- 578 Okunma
- 1 Yorum
- 0 Beğeni
AĞRI'LI AYŞE
Yıl 1998. Ekim ayı. Ağrı’ya geleli iki ay olmuş... Ağrı’nın kültürünü, yaşantısını anlamaya çalışıyorum.. İnsanlarla sohbet ediyorum, onların garibanlığını, dürüstlüğünü ya da zenginliğini, üç kağıtçılığını gözlemlemeye çalışıyorum...
Aydemirlerin büyük bir binası var, arkadaşlarım batar katlı olan giriş katını muayenehane ve hastane olarak oluşturmuşlar, karşıda bir de eczane var. Oraya gelen hastalar tüm işlerini bitirip gidiyor.
Bende burada muayeneye başladım.. Turhal isimli bir hemşirem var.. Her konuda bana yardımcı oluyor, hatta bazı konularda yol gösteriyor..
Yatan bir hastayı kontrol için odasına girdim. Askerliği yeni bitirmiş, 22 yaşlarındaydı... Soluk benizli, gözlerinin feri kalmamış bir hastaydı.. Kontrollerini yaptım, odada hanımı, kucağında çocuğu vardı. Hanımı 19 yaşlarındaydı.. Bakışlar, güzel haber vermemi bekliyordu.. Yanında hafif kilolu, kızın annesi duruyordu. Ben girince tülbentiyle dudaklarını örtmüş, yere bakıyordu.. Hiç konuşmuyordu, beline sarılmış, sol kolunun arasından bakan bir çift göz gördüm.. Merak, endişe dolu bir bakışla bakıyordu.. Gülümsedim, biraz açığa çıktı.. Biraz daha gülümseyince saklandığı yerden tamamen çıktı.. Sarıya çalan teni, ayva tüyü gibi belirsiz kaşları vardı...
- Adın ne senin?
- Ayşe.
- Kaç yaşındasın?
- Dokuz..
- Kaça gidiyorsun?
Cevap yoktu. Kafasını öne eğdi, hiç kaldırmıyordu.. Ortamın rahatlığıyla kafasını kaldıran anne tekrar başına öne eğdi. O da konuşmuyordu...

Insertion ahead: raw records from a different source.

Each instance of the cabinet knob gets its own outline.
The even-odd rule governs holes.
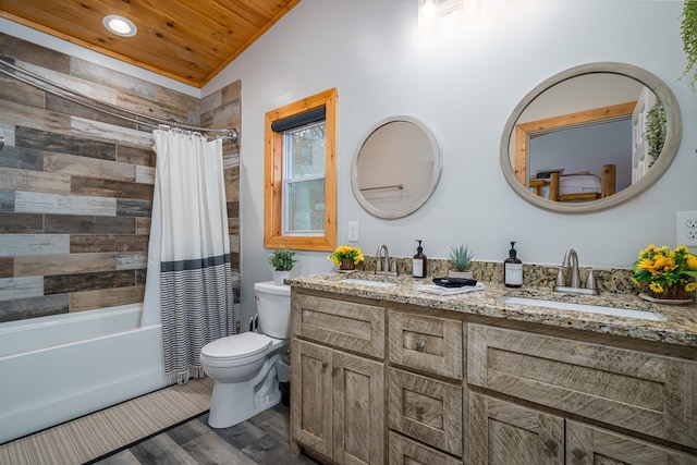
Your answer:
[[[559,446],[559,444],[557,443],[557,441],[554,441],[553,439],[548,439],[547,441],[545,441],[545,445],[547,446],[547,449],[549,449],[552,452],[557,451],[557,448]]]

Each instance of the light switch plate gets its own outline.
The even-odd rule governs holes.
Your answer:
[[[358,242],[358,221],[348,221],[348,241]]]
[[[675,213],[675,231],[677,245],[697,247],[697,211]]]

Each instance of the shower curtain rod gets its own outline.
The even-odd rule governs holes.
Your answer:
[[[180,129],[180,130],[184,130],[184,131],[222,133],[223,135],[222,136],[218,136],[219,138],[223,139],[223,140],[232,140],[232,142],[237,140],[237,131],[235,131],[233,129],[217,130],[217,129],[212,129],[212,127],[197,127],[197,126],[192,126],[192,125],[188,125],[188,124],[181,124],[181,123],[172,122],[172,121],[158,120],[156,118],[148,117],[147,114],[137,113],[135,111],[131,111],[131,110],[127,110],[127,109],[124,109],[124,108],[114,107],[114,106],[112,106],[110,103],[107,103],[105,101],[99,101],[99,100],[97,100],[95,98],[91,98],[89,96],[81,94],[81,93],[78,93],[78,91],[76,91],[74,89],[71,89],[70,87],[65,87],[65,86],[62,86],[60,84],[53,83],[53,82],[47,79],[46,77],[40,76],[40,75],[38,75],[36,73],[33,73],[33,72],[30,72],[28,70],[25,70],[25,69],[23,69],[21,66],[16,66],[16,65],[8,62],[4,59],[0,59],[0,63],[2,63],[3,65],[5,65],[5,66],[8,66],[8,68],[10,68],[12,70],[19,71],[20,73],[24,73],[26,76],[28,76],[28,77],[30,77],[33,79],[36,79],[39,83],[32,82],[27,77],[20,76],[17,74],[11,73],[10,71],[3,70],[3,69],[0,68],[0,73],[4,74],[5,76],[12,77],[12,78],[14,78],[16,81],[20,81],[20,82],[24,83],[24,84],[27,84],[29,86],[36,87],[38,89],[41,89],[44,91],[48,91],[50,94],[57,95],[57,96],[59,96],[61,98],[64,98],[66,100],[72,101],[74,103],[82,105],[83,107],[90,108],[93,110],[109,114],[109,115],[114,117],[114,118],[119,118],[121,120],[130,121],[132,123],[143,124],[143,125],[150,126],[150,127],[170,126],[170,127],[173,127],[173,129]],[[130,114],[135,115],[137,118],[143,118],[143,119],[146,119],[146,120],[155,121],[155,123],[149,123],[147,121],[135,120],[133,118],[124,117],[123,114],[114,113],[114,112],[106,110],[103,108],[95,107],[94,105],[90,105],[87,101],[82,101],[82,100],[80,100],[80,99],[77,99],[75,97],[72,97],[70,95],[65,95],[65,94],[63,94],[63,93],[61,93],[59,90],[52,89],[52,88],[47,87],[47,86],[57,87],[58,89],[62,90],[63,93],[69,93],[69,94],[72,94],[74,96],[80,97],[80,99],[85,99],[85,100],[88,100],[88,101],[90,100],[90,101],[97,102],[99,105],[109,107],[111,109],[114,109],[114,110],[118,110],[118,111],[121,111],[121,112],[125,112],[125,113],[130,113]]]

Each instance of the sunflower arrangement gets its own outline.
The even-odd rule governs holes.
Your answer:
[[[334,265],[339,266],[341,266],[341,262],[344,259],[350,259],[354,262],[354,265],[358,265],[363,261],[363,252],[360,252],[360,248],[358,247],[340,245],[339,247],[334,248],[334,252],[332,252],[332,254],[327,258],[329,258]]]
[[[697,283],[697,256],[684,245],[674,250],[668,246],[649,245],[639,252],[639,259],[632,267],[632,281],[637,285],[648,283],[657,295],[668,298],[685,298],[695,292]]]

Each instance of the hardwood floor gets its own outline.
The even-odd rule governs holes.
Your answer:
[[[240,425],[224,429],[208,426],[208,414],[131,445],[101,460],[99,465],[139,464],[317,464],[289,452],[289,408],[277,405]]]

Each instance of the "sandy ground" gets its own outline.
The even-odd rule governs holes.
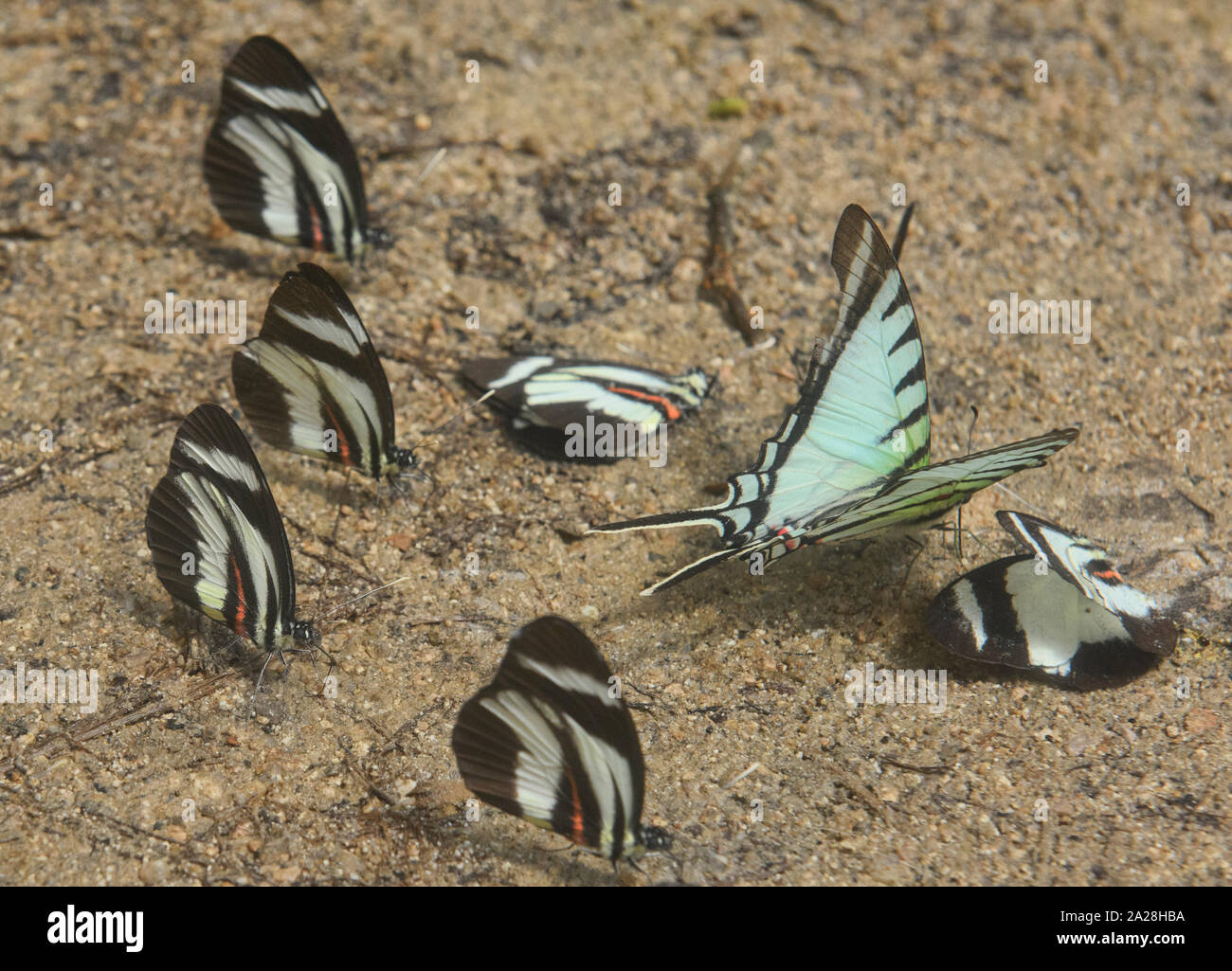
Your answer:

- Ayşecik bak bakayım kızım..
Ayşe zar zor sıkılarak kafasını kaldırdı, bir suçlu gibi bakmaya başladı, hüzünle, çaresizlik bir aradaydı..
- Okula gitmiyorum..
- Okumak istiyor musun?
Titrek ve ümitsiz bir sesle;
- Çok istiyorum..
Bunu derken yine gözlerini yere dikti..
Anneye döndüm;
- Ayşe akıllı ve zeki duruyor, niçin okutmuyorsunuz
- Bizim bey..
dedi ve yutkundu.. Mesele anlaşılmıştı...
- Herifine selam söyle, yarın sabahtan, Askeri Hastaneye bekliyorum.. Mutlaka gelsin ve beni bulsun..
Üç çift masum, mahçup, mahzun gözlerin bakışı altında odadan ayrıldım..
Ertesi gün askeri hastanesine çekingen bir adamcağız geldi. Üstü başı çok iyi durumda değildi.
- Buyur emmi..
Ezilerek, büzülerek;
- Şey.. ben Ayşe’nin babasıyım.. Beni istemişsiniz..
Kızıp, sıkıştırmak istemiştim içimden, ama adamcağızı görüp çaresizliğini ve garibanlığını farkedince vazgeçtim..
- Hoşgeldin, gel otur, ne içersin? diyerek oturttum..
- Ayşe dokuz yaşında, boy olarak çok uzamış, niçin okula göndermedin? geç kalmışsın..
- Komutanım maddiyatsızlık...
- Bak emmi, uzun konuşmayı sevmem, sen nerelisin?
- Hamur.
- Ayşe’nin nüfus kağıdıda yoktur.
- Yok komutanım..
- Al bu zarfı.. Ayşe’nin nüfus kağıdını çıkar. Sonrada fotoğrafçıya gidin, fotoğraf çektirin. Onlar bitince de bana gelin.. Ayşe’ yi okula kayıt ettireceğim ve velisi ben olacağım, anlaştık mı ?
- Siz bilirsiniz.
Dedikten sonra müsaaede istedi.
Adamcağız iyi bir insandı belli, ama kız çocuğu okusada olur, okumasada olur fikri yaygındı..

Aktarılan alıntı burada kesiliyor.